Sir Joseph Todd had been making fruitless efforts to rise, unaided, from his chair; he now caught Claude's arm, and simultaneously, the eye of the Duke.

"Jumping Moses!" roared Jack; "why, there he is! I beg your pardon, mister; but who'd have thought of finding you here?"

"This is pleasing," muttered Edmund Stubbs, in the background, to his friend the Impressionist. "I've seen the lion and the lamb lie down here together before to-day. But nothing like this!"

The Impressionist whipped out a pencil and bared a shirt-cuff. No one saw him. All eyes were upon the Duke and the magistrate, who were shaking hands.

"You have paid me a valuable compliment," croaked Sir Joseph gayly. "Of course I winked! Hadn't I my Lord Duke's little peccadillo to wink at?"

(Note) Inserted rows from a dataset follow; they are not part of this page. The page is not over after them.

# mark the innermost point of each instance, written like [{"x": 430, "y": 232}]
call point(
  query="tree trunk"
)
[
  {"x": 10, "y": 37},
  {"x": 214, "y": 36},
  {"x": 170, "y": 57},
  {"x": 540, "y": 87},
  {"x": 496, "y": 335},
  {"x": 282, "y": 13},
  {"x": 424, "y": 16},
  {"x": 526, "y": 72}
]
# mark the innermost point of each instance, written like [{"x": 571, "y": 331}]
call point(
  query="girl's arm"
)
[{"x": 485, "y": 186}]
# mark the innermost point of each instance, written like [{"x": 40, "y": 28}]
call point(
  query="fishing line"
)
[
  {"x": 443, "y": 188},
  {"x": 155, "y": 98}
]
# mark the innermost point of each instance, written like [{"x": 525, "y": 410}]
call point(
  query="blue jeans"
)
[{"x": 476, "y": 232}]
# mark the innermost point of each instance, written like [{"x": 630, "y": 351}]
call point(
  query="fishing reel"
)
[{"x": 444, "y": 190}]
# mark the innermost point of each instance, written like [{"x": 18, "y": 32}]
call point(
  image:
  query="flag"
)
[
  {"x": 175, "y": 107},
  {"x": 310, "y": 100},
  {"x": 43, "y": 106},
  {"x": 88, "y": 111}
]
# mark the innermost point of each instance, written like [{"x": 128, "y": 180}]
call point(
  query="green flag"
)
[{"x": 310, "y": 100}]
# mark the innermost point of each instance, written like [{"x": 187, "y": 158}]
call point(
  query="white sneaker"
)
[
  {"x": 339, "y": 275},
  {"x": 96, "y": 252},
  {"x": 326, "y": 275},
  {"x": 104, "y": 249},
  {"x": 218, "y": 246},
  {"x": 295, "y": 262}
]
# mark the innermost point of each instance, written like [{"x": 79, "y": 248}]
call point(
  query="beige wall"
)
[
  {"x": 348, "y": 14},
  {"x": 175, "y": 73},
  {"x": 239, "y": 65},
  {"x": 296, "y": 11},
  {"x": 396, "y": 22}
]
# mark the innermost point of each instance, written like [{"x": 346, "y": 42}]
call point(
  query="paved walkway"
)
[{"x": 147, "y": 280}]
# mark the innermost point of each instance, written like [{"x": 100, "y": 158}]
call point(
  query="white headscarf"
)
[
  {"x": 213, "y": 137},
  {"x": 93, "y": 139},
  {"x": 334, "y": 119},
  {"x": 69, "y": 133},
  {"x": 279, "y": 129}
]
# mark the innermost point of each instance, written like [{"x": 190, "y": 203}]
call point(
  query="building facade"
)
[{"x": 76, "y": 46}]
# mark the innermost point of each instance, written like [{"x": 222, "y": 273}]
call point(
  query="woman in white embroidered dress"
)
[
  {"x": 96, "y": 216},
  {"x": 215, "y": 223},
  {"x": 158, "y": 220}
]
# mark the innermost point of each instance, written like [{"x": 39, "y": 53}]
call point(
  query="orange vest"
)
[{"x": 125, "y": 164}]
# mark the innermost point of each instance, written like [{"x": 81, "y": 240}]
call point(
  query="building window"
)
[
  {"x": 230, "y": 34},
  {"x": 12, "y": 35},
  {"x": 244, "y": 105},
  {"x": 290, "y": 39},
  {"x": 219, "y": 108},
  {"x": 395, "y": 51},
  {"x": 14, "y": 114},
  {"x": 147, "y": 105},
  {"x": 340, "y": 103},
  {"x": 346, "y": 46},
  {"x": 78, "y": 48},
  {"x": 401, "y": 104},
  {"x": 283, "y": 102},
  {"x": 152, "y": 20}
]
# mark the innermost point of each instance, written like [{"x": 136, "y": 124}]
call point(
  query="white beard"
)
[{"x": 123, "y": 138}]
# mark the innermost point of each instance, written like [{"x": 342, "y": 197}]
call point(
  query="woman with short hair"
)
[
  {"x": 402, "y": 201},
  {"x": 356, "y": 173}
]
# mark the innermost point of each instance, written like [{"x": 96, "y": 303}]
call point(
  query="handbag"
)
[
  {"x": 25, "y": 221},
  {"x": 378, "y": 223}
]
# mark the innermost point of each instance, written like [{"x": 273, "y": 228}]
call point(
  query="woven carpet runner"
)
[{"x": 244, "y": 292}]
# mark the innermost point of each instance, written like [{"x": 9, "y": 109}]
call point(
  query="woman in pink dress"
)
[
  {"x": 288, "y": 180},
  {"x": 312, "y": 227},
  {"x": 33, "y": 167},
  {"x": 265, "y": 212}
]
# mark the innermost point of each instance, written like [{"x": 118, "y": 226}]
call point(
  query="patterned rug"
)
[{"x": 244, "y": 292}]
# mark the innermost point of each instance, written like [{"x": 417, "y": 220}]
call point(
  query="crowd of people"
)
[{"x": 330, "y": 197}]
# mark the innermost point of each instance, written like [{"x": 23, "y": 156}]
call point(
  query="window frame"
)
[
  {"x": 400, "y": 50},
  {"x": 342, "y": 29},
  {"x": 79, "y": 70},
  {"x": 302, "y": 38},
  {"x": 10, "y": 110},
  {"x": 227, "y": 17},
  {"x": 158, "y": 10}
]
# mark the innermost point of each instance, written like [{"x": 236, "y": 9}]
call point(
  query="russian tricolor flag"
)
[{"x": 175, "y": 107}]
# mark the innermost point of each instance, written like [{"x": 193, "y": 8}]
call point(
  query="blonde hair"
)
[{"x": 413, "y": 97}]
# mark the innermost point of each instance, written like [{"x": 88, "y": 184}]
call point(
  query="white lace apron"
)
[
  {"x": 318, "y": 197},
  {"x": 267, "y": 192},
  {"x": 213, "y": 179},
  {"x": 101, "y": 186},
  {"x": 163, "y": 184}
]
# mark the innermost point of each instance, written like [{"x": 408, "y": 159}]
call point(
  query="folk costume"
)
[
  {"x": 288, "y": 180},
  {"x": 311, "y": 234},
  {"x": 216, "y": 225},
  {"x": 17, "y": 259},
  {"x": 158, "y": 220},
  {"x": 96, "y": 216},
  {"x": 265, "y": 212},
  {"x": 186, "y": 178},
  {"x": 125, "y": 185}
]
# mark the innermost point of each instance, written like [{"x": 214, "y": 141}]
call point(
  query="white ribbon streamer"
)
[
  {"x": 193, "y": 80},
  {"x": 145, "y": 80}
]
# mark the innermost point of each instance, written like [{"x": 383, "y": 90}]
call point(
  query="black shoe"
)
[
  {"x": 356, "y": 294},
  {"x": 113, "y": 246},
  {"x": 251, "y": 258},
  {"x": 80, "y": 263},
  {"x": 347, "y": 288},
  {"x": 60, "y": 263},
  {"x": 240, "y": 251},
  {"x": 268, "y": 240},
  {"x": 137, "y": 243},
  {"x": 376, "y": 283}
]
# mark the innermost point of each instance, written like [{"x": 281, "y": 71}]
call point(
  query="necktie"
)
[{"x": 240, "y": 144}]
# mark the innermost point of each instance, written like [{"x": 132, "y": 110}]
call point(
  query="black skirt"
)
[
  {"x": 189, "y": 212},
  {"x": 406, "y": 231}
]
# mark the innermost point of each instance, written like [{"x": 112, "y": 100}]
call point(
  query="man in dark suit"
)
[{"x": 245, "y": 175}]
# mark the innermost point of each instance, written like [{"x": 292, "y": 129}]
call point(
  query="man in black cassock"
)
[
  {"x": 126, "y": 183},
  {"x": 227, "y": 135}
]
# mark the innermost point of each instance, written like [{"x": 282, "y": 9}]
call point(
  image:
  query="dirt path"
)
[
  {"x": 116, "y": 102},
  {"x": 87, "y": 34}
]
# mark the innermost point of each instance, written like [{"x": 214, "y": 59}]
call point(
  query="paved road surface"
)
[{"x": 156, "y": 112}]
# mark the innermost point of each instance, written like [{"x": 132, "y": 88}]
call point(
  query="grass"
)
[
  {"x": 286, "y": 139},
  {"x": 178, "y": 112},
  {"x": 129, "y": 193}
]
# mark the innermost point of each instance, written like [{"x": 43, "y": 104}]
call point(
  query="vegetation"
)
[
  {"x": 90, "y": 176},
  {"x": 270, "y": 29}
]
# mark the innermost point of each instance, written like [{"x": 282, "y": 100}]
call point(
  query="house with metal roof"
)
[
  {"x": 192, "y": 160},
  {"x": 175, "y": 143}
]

And he bowed himself away under cover of his joke, which also helped Lady Caroline enormously. The Duke mentioned the name by which he would go down to posterity on a metropolitan charge-sheet. Most people resumed their conversation. A few still laughed. And the less seriously the whole matter was taken, the better, of course, for all concerned, particularly the Duke. Olivia had him in hand now. And her mother found time to exchange a few words with Claude Lafont.

"A dear fellow, is he not? So natural! Such an example in that way to us all! How many of us would carry ourselves as well in—in our bush garments?" speculated her Ladyship, for the benefit of more ears than Claude's. Then her voice sank and trembled. "Take him away, Claude," she gasped below her breath. "Take him away!"

"I intend to," he whispered, nodding, "when I get the chance."

"But not only from here—from town as well. Carry him off to the Towers! And when you get him there, for heaven's sake keep him there, and take him in hand, and we will all come down in August to see what you have done."

"I'm quite agreeable, of course; but what if he isn't?"